2018DSB

2018 Data Science Bowl 2nd Place Solution

My solution is a modification of Unet. To make Unet instance‐aware, I add eight more outputs describing the relative positions of each pixel within every instance as shown in the images below. In my final model version, the entire network structure of Unet before the output layers was replaced by the pre‐trained Mask‐RCNN feature extractor (P2 as in Matterport version of MaskRCNN) for better performance.

https://github.com/jacobkie/2018DSB/blob/master/imgs/0.png

The relative position masks are shown as below: https://github.com/jacobkie/2018DSB/blob/master/imgs/1.png https://github.com/jacobkie/2018DSB/blob/master/imgs/1.png

Codes in utils.py, parallel_model.py, params.py, visualize.py, model_rcnn_weight.py are partly adapted from Matterport Mask_RCNN (https://github.com/matterport/Mask_RCNN) which is under MIT license.

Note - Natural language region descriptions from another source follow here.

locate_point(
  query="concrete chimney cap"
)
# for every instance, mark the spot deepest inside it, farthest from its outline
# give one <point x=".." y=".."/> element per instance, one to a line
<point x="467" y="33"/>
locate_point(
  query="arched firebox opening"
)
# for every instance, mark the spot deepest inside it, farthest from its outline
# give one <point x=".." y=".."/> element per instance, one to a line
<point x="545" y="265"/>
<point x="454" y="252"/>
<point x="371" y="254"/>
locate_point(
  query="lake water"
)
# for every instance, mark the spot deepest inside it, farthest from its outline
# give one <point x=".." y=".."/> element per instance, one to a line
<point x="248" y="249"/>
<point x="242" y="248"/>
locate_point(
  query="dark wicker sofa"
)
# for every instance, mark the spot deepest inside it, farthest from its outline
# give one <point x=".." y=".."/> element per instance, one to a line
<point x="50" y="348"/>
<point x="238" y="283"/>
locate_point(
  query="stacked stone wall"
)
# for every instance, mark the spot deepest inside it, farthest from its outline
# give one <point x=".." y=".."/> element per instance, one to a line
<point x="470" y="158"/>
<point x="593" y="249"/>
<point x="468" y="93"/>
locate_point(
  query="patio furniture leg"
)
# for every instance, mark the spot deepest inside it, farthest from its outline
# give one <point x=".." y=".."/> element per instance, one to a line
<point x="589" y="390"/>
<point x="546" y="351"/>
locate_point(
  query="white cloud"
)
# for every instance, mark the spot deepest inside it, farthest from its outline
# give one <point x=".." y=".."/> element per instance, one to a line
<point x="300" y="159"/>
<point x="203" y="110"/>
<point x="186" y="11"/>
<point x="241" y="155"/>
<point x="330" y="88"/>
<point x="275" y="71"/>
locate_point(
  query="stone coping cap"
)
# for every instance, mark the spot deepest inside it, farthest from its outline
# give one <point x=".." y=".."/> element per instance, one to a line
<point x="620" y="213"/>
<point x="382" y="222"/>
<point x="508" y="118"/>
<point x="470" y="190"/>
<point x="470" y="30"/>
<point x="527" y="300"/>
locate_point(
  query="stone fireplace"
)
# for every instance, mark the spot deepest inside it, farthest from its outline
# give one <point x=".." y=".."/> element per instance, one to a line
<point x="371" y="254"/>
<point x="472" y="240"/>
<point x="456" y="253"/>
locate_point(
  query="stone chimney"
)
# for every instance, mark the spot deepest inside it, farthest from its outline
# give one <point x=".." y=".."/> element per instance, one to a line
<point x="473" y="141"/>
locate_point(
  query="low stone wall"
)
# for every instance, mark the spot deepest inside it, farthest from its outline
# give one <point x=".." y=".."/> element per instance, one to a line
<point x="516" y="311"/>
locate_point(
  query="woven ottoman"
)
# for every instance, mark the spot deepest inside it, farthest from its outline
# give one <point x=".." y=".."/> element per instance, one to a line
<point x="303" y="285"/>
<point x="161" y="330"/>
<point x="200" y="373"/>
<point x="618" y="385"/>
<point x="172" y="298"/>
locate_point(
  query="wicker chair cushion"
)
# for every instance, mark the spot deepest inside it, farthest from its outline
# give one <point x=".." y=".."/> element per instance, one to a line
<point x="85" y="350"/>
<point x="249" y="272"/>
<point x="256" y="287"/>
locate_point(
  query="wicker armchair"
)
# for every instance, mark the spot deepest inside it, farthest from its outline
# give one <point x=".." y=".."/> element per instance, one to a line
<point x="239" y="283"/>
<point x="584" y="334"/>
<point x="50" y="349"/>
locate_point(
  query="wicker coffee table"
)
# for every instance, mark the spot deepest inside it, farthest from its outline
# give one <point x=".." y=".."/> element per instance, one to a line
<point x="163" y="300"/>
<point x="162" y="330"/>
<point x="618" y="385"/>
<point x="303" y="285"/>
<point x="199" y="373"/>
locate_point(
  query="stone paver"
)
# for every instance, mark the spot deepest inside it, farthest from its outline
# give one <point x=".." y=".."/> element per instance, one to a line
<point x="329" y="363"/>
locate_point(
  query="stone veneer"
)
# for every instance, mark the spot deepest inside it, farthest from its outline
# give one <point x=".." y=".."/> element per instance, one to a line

I also used its pre‐ trained weight on MS COCO (https://github.com/matterport/Mask_RCNN/releases).

Four sources of data were used:

  1. The Revised Train set(https://github.com/lopuhin/kaggle‐dsbowl‐2018‐dataset‐fixes)
  2. 2009 ISBI (http://murphylab.web.cmu.edu/data/2009_ISBI_Nuclei.html)
  3. Weebly (https://nucleisegmentationbenchmark.weebly.com/)
  4. TNBC (https://zenodo.org/record/1175282#.Ws2n_vkdhfA)

Some masks of the 2009ISBI data set are manually modified.

To train from scratch

  1. correct directory addresses of stage1 train set and stage2 test set accordingly in params.py
  2. run eda.py to load images&masks and save into pandas dataframe from stage1 train set and stage2 test set.
  3. correct directory address and run 2009isbi.py weebly.py TNBC.py
  4. run resize.py to create image pads of 256*256 size for all the datasets above.
  5. run train_ext.py to train from pretrained weight on MSCOCO
  6. correct directory address of weight_dir (where the model weight is saved) and run predict_auto.py to predict stage2 test set at four zooms (1/4, 1/2, 1, 2), and generate instance masks accordingly.
  7. correct directory address of weight_dir and run submission.py to combine instance masks from four zooms and mask submission file.

Or you can use my pretrained weight in the cache folder to make predictions directly.